En España, leyó el virrey del Perú, se teme que la prosperidad de estos olivos de las colonias puedan superar su propia producción y desbancarla del primer puesto en el mundo como productora de aceite de oliva por el gran desarrollo olivícola que se está alcanzando en las colonias de ultramar, en gran parte debido a que la olivocultura en la península ibérica era la más desarrollada en este tiempo.
Los olivos se adaptaron muy bien al suelo y muy pronto los jesuitas y los colonos comenzaron a producir aceitunas y aceites de una excelente calidad, lo que alarmó a la metrópoli la cual ordena que sea don Pedro Antonio Fernández de Castro, como virrey del Perú que es, el responsable de la eliminación de raíz de todos los ejemplares plantados con una tala o desenterramiento indiscriminados en todas las plantaciones olivareras que existen desde el Alto Perú hasta el Río de La Plata hasta conseguir que en toda la zona no quede ningún olivo en pie.
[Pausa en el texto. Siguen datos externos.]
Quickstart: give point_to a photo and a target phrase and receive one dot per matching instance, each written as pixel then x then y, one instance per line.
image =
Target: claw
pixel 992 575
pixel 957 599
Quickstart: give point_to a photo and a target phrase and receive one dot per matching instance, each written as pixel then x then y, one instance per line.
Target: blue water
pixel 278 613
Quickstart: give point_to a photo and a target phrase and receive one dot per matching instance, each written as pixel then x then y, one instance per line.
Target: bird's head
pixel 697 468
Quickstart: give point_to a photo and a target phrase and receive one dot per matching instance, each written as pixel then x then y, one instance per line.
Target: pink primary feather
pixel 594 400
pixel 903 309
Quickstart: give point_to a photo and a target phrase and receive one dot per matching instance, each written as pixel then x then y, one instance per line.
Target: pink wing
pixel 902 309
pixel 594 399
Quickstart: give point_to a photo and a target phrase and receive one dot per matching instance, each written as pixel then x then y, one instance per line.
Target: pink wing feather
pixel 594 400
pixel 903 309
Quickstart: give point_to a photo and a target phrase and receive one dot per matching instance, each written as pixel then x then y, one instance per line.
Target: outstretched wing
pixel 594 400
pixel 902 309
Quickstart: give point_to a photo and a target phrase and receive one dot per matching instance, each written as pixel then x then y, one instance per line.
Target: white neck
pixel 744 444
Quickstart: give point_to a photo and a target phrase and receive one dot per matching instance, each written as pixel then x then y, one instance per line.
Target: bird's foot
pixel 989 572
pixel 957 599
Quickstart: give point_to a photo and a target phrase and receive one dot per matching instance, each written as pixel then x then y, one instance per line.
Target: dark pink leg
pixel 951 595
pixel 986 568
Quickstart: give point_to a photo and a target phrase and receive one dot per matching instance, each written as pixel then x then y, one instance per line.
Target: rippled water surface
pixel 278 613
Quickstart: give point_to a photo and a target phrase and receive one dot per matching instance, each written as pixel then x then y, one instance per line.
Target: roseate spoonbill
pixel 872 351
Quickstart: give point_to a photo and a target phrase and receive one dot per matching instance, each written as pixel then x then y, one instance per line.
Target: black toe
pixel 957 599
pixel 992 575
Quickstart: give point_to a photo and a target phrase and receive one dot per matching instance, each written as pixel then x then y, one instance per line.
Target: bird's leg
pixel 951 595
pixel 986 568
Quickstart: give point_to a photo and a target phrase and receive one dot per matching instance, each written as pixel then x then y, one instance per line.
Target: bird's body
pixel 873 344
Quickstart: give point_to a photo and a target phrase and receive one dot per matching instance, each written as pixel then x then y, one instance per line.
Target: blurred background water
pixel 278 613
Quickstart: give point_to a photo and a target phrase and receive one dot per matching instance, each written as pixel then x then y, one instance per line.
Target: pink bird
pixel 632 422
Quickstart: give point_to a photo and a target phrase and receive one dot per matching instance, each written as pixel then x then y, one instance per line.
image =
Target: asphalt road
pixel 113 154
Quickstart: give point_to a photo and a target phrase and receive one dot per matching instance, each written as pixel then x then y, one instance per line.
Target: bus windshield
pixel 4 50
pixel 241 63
Si observamos con cierto detenimiento a la anciana campesina, nos percataremos que camina encorvada, quizás por haberse pasado la vida a la intemperie cuidando los olivos cuando el cuerpo se lo permitía y podía hacerlo o por pasar muchas horas, en los primeros años por la noche y ahora durante el día, frente a los libros de contabilidad y pedidos de las ciudades y aldeas de la zona que le compran el aceite de oliva; de piel curtida y endurecida por las inclemencias del tiempo de veranos muy calurosos e inviernos extremadamente fríos, la tristeza melancólica de sus facciones ofrece a quien la mira un aire de desvalida endeblez que sólo es visible en personas de elevada delgadez como lo es ella, casi parece que se va a tronchar, sin duda por la frugalidad de las comidas desde hace unos años, una paradójica proyección en su cara de una perentoria ternura muy alejada de la vida que ha tenido que pasar o de lo que nos sugiere la primera vez que la vemos. Expectación ha estado toda su vida en la finca que heredó de sus padres al fallecer estos y ha visto como el árido terreno del Valle Feliz, dentro del Departamento de Arauco, de voz indígena que significa “Agua de la Grega”, lleno su suelo de pedregales ante el que tanto ha tenido que luchar para vencer al desierto, se ha convertido con el tiempo en una enorme extensión cubierta de olivares, aparte de la construcción de los primeros molinos aceiteros, pese a la extrema sequedad del clima.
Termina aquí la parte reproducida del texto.